Thursday| July 06, 2017
There is no rebellion in Mindanao even when the ISIS-inspired Maute Group swooped down on Marawi causing scores of deaths, millions of pesos in damage to property, and disrupting the life of the city for several weeks now.
Thus, said Supreme Court Associate Justice Marvic Leonen in his dissent to the high court's ruling upholding President Rodrigo Duterte's declaration of martial law in Mindanao based on supposed rebellion.
"With due respect to my colleagues, I cannot join them in their acceptance of the President's categorization of the events in Marawi as equivalent to the rebellion mentioned in article VII section 18," Leonen said in his opinion, which the Supreme Court released on Wednesday evening.
"In conscience I do not see the situation as providing for the kind of necessity for the imposition of Martial Law in Marawi as well as throughout the entire Philippines," he added.
Leonen said the events in Marawi amounted "to acts of terrorism which should be addressed in a decisive but more precise manner."
"The military can quell the violence. It can disrupt many of the planned atrocities that may yet to come. It can do so as it had on many occasions in the past with the current legal arsenal that it has," Leonen said.
"In my view, respondents have failed to show what additional legal powers will be added by Martial Law except perhaps to potentially put on the shoulders of the Armed Forces of the Philippines the responsibilities and burdens of the entire civilian government over the entire Mindanao region. I know that the Armed Forces of the Philippines to be more professional than this narrative," he added.
Leonen said those who lost their lives in Marawi should be honored "by calling our enemy with their proper names: terrorists capable of committing atrocious acts."
"They are not rebels desirous of a viable political alternative that can be accepted by any of our societies. With their plans disrupted and with their bankrupt fanaticism for a nihilist apocalypse, they are reduced to a fighting force violently trying to escape," Leonen said.
"They are not a rebel group that can hope to achieve and hold any ground," he added.
The magistrate said the atrocities of the terrorists in Marawi "are designed to slow down the advance of government forces and facilitate their escape" following the arrest warrant issued against one of its leaders.
"They are not designed to actually control seats of governance," Leonen said.
"The provincial and city governments are existing and are operating as best as they could under circumstances.
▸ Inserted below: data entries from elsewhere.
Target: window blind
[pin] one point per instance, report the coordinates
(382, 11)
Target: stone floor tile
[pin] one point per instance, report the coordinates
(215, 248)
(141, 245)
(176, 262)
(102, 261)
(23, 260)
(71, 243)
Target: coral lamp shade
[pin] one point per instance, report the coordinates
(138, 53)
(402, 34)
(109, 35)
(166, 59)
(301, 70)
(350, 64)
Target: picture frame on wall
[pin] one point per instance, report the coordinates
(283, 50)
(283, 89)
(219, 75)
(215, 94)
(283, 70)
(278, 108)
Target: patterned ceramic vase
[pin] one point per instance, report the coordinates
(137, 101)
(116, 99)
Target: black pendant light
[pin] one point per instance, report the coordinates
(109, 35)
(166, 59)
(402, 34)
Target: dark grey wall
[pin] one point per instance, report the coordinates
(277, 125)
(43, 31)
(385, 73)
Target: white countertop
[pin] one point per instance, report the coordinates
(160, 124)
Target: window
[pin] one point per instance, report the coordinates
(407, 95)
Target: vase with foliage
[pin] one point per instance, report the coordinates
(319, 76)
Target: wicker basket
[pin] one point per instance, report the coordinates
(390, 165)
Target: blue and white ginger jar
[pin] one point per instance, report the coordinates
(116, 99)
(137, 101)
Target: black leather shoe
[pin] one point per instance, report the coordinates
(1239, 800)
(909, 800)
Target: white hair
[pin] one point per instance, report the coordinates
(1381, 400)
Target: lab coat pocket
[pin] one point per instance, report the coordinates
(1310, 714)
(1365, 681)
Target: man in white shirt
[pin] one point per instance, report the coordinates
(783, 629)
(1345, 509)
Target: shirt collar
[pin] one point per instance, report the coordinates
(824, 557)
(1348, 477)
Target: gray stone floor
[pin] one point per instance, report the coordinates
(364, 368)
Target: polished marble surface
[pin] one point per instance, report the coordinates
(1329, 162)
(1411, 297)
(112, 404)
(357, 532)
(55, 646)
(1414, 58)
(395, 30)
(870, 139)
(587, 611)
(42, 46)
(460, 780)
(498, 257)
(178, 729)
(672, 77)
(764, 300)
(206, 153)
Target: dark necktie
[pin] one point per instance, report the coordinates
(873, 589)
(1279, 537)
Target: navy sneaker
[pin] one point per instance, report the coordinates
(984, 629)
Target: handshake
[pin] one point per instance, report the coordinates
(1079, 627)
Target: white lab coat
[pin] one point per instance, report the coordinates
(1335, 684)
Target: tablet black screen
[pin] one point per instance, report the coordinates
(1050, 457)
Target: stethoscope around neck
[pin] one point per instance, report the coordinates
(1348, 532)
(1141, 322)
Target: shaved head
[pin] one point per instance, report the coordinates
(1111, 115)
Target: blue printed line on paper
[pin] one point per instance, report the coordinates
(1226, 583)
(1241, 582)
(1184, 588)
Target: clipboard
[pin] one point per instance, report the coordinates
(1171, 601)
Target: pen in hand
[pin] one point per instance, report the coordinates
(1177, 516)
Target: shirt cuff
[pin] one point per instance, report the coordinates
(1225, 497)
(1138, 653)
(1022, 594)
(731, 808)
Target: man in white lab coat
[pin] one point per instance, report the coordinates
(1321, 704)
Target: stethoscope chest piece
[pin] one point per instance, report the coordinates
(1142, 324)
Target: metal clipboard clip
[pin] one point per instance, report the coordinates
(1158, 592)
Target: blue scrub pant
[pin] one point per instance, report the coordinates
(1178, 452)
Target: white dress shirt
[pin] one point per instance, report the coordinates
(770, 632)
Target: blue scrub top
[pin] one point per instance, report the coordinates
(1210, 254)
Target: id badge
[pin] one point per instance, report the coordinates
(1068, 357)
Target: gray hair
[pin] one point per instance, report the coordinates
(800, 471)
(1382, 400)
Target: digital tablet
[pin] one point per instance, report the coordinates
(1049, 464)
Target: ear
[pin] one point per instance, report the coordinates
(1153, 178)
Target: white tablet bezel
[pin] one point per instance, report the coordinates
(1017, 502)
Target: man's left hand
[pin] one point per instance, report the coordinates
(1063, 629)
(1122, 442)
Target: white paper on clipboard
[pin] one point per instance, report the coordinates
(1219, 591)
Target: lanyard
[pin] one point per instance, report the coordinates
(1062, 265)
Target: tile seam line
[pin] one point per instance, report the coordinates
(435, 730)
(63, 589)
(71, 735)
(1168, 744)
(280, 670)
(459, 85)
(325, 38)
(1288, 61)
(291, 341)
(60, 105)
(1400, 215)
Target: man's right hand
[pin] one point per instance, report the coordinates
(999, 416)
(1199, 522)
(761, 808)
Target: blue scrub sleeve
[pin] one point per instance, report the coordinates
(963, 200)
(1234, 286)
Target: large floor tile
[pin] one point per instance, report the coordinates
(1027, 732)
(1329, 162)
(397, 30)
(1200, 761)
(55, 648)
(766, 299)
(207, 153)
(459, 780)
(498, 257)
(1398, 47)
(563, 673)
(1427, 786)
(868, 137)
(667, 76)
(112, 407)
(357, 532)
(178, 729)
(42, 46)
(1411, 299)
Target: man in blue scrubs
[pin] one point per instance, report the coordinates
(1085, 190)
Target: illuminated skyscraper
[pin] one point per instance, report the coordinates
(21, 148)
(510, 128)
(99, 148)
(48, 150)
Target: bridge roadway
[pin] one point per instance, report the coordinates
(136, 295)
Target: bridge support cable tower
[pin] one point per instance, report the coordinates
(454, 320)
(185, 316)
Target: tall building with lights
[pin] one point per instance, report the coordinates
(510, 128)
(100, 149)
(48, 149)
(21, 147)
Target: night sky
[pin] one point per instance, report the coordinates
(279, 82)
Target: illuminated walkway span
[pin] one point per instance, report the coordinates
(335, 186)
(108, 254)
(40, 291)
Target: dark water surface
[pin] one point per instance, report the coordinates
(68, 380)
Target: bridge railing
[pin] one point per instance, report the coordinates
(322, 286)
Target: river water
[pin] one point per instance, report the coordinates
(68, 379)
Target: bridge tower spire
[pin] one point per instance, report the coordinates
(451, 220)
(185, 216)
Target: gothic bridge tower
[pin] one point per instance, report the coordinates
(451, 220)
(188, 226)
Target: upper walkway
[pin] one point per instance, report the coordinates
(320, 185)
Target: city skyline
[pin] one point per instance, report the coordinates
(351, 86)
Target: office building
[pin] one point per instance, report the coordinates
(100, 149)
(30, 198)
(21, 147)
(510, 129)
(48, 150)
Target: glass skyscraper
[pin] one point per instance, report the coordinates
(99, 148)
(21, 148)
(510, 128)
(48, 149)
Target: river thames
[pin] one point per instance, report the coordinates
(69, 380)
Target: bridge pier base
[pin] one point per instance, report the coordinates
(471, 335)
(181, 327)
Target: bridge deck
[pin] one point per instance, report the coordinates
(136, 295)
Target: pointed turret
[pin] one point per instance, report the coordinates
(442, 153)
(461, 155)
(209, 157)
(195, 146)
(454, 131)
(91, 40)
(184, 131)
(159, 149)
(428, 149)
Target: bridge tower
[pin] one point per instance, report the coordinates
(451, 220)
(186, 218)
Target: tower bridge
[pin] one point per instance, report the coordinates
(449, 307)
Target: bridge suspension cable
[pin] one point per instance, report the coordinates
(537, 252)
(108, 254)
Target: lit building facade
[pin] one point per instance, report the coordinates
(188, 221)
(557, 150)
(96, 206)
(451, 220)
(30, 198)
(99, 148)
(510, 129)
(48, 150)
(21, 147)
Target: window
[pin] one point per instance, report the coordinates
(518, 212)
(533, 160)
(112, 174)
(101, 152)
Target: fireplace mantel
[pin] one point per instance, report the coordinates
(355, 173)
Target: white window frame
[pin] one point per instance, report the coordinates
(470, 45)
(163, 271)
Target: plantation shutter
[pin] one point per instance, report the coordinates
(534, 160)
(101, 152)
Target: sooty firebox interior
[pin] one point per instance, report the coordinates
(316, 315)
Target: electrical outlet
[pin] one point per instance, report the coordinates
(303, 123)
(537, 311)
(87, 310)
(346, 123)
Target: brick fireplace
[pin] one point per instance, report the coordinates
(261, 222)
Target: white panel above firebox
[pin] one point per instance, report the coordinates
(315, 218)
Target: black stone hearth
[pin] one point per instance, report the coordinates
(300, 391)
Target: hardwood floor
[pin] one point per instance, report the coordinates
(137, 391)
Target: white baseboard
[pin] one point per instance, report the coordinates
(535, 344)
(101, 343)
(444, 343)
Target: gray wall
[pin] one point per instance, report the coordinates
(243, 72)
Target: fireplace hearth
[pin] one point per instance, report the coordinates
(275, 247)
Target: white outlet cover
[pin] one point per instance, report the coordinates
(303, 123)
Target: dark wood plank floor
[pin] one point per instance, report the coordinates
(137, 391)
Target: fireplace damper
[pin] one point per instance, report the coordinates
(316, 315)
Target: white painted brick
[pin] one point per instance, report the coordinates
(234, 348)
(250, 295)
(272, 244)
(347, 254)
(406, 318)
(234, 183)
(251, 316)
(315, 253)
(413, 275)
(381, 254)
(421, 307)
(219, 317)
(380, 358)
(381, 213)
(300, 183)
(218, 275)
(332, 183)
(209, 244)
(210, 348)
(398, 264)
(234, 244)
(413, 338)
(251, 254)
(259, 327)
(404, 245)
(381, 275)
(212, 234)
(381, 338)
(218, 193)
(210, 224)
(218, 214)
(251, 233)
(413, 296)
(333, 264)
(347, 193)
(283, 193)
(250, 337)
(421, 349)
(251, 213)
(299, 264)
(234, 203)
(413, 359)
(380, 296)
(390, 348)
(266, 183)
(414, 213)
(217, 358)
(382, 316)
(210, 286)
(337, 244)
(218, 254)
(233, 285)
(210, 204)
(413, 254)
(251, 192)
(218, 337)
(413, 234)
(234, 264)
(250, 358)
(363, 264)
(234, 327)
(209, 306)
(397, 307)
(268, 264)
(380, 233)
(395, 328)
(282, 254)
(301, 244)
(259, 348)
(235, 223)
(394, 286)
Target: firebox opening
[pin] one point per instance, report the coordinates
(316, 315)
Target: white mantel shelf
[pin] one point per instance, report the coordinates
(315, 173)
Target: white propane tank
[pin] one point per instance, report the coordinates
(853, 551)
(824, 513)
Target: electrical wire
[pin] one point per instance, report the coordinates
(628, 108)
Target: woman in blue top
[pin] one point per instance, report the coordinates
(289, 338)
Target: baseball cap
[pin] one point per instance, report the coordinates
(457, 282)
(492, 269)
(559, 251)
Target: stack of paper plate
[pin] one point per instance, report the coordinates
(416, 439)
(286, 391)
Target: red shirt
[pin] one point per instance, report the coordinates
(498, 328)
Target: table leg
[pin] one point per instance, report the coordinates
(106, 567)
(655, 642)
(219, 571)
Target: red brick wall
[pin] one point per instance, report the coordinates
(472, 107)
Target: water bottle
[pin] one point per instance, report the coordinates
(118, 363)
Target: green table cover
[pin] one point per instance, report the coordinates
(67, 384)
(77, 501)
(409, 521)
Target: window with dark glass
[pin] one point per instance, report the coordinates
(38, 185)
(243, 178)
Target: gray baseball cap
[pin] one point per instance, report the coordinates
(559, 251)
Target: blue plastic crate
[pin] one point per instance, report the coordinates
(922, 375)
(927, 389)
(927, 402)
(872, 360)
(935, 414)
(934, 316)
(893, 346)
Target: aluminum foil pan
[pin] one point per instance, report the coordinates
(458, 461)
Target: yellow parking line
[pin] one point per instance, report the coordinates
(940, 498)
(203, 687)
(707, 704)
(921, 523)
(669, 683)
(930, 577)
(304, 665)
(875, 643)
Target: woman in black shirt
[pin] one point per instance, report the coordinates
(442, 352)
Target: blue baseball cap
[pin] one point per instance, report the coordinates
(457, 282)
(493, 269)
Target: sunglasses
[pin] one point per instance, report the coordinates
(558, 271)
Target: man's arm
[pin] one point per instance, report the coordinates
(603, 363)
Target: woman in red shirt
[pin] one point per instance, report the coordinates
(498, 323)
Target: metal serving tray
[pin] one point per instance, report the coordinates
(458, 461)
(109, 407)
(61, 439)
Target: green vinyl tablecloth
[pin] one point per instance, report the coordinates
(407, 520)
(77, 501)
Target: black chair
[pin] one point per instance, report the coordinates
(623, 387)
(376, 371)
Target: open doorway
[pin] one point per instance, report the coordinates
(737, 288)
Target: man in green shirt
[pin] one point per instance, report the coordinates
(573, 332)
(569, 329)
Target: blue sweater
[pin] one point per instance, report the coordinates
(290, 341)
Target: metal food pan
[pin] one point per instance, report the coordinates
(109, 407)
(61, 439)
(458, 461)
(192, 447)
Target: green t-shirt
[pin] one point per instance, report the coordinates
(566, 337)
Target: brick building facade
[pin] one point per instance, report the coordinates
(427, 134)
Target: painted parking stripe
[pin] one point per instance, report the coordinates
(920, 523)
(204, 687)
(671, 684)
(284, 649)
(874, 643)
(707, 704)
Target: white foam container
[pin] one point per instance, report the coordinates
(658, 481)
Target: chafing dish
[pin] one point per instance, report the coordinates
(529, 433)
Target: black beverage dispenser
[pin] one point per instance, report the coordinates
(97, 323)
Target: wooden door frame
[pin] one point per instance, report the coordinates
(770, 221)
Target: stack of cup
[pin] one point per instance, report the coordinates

They are not rendered inutile such that there is now a necessity for the military to take over all aspects of governance," he added.
He also believes that martial rule "creates a false sense of security."
"Terrorism cannot be rooted out with military force alone. Military rule, authoritarianism, an and iron hand do not substitute for precision, sophistication, and professionalism in our law enforcement. The false sense of security will disappoint. It is that disappointment that will foster the creation of more terrorists and more chaos," Leonen said.
Leonen then averted to the country's experience under martial law during the presidency of the late Ferdinand Marcos.
"History teaches us that to rely on the iron fist of an authoritarian backed up by the police and the military to solve our deep seated social problems that spawn terrorism is fallacy. The ghost of Marcos' Martial Law lives within the words of our Constitution and rightly so," he said.
"That ghost must be exorcised with passion by this Court whenever its resemblance reappears," he added.
During Tuesday's en banc session, 11 justices voted to dismiss the consolidated petitions while three magistrates—Chief Justice Maria Lourdes Sereno, Senior Associate Justice Antonio Carpio and Associate Justice Alfredo Benjamin Caguioa—believe the coverage of martial rule should be limited to some areas only.
Only Leonen voted for the junking of Proclamation 216, which was challenged for alleged lack of sufficient factual basis.
The SC heard the consolidated petitions filed by a group of opposition congressmen led by Albay Rep. Edcel Lagman, activists and militant lawmakers, and four women residents of Marawi City—the site of vicious fighting between government troops and Maute group since May 23.
The petitioners and the Office of Solicitor General were given the chance to defend their positions in three days of oral arguments that ended with a closed-door briefing by Defense Secretary Delfin Lorenzana and Armed Forces chief General Eduardo Año on June 15.
For the petitioners, the armed conflict in Marawi did not necessarily call for the imposition of martial law.
They pointed out that terrorism does not equate to rebellion, noting that the attacks on Marawi City stemmed from an armed resistance by the Maute group to shield Abu Sayyaf leader and ISIS emir for Southeast Asia Isnilon Hapilon from capture.